Rescue began immediately, led by crew members and passengers who were uninjured or only lightly hurt. William Dundas, the mail clerk, survived from his relatively protected position near the front of the train and began pulling people from wreckage. The brakeman from the second-class coach, who had been thrown clear onto the ice in what can only be described as a miracle, joined the effort. But the rescuers faced an impossible situation: survivors were divided by the icy river, and the bridge itself was clogged with burning debris. Someone had to reach Nairn. The brakeman and several passengers undertook the trek through deep snow to summon help. Among the survivors was William J. Bell, a local lumber baron and industrialist who was seriously injured but lived. Downstream in Espanola, the Spanish River Pulp and Paper Company dam operators raised the water level at the bridge by four feet, slowing the current to help recover bodies from the crash site.

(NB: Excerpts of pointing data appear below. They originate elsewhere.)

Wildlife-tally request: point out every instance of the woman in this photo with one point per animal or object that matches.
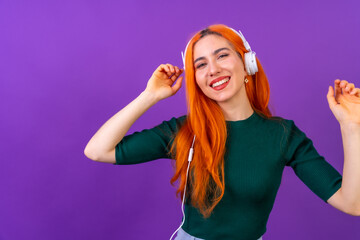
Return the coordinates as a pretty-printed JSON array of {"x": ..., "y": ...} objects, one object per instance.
[{"x": 240, "y": 150}]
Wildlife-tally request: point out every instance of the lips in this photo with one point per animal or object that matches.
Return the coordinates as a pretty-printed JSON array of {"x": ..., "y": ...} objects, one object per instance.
[{"x": 217, "y": 79}]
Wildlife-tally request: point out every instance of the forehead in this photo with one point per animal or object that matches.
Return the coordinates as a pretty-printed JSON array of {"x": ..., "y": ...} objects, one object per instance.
[{"x": 206, "y": 45}]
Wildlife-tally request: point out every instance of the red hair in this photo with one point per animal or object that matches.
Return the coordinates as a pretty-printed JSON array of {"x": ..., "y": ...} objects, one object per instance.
[{"x": 205, "y": 119}]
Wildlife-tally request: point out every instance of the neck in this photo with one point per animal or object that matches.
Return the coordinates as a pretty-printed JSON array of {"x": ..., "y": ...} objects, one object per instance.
[{"x": 239, "y": 108}]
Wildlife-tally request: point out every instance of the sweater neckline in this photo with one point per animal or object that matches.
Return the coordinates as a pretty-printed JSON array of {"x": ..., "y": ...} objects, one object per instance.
[{"x": 254, "y": 116}]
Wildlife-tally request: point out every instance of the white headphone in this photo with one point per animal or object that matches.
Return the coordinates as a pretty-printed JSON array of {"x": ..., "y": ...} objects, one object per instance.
[
  {"x": 251, "y": 69},
  {"x": 250, "y": 59}
]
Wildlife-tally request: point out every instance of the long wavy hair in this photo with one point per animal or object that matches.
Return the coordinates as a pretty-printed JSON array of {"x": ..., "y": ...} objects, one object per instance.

The investigation that followed produced suspicion but no certainty. The most widely accepted theory is that poor track conditions combined with excessive speed on the curve leading to the bridge caused the derailment. Locals knew the stretch of track in the lead-up to the bridge suffered from spreading and breaking -- the rails shifting apart under stress -- but the train crew may not have been aware of the problem. The death toll itself remained disputed: early estimates began around 40, and official counts settled at 43 or 44, though some reports pushed the number as high as 70. The confusion stemmed from the era's record-keeping, the destruction of the coaches, and the difficulty of recovering all victims from the frozen river. No external witnesses saw the crash, and the relatively small number of survivors left many questions permanently unanswered.
The Spanish River crossing remained a trouble spot for rail operations long after 1910. The railway corridor through this part of northern Ontario follows terrain that is rough, rocky, and hard on infrastructure. Over a century later, in 2015, a Huron Central Railway freight train derailed near the town of Spanish, not far from the site of the 1910 disaster. An investigation by the Transportation Safety Board of Canada found that "a large number of rail joint defects were allowed to remain in service" -- language that echoes the suspected cause of the Soo Express tragedy. The Spanish River bridge where 43 people died on that January afternoon is gone now, replaced by modern infrastructure, but the river still runs cold and dark beneath the tracks, and the curve still bends through the same northern Ontario bush where an express train once lost its grip on the rails.
Located at 46.30°N, 81.67°W on the Spanish River near Nairn Centre, Ontario, west of Sudbury. The crash site is where the CPR Webbwood Subdivision crossed the Spanish River. The river corridor is visible from altitude as it winds through heavily forested terrain. The town of Nairn Centre sits to the east. Look for the rail line crossing the Spanish River -- the modern bridge has replaced the original 1910 structure. Nearest airports: Sudbury Airport (CYSB) approximately 35nm east; Espanola Municipal Airport (CPH9) approximately 10nm southwest. Best viewed from 2,000-4,000 ft AGL. The Spanish River valley and surrounding bush country give a visceral sense of the isolation that compounded the disaster. Winter flying offers the closest approximation of the conditions on January 21, 1910.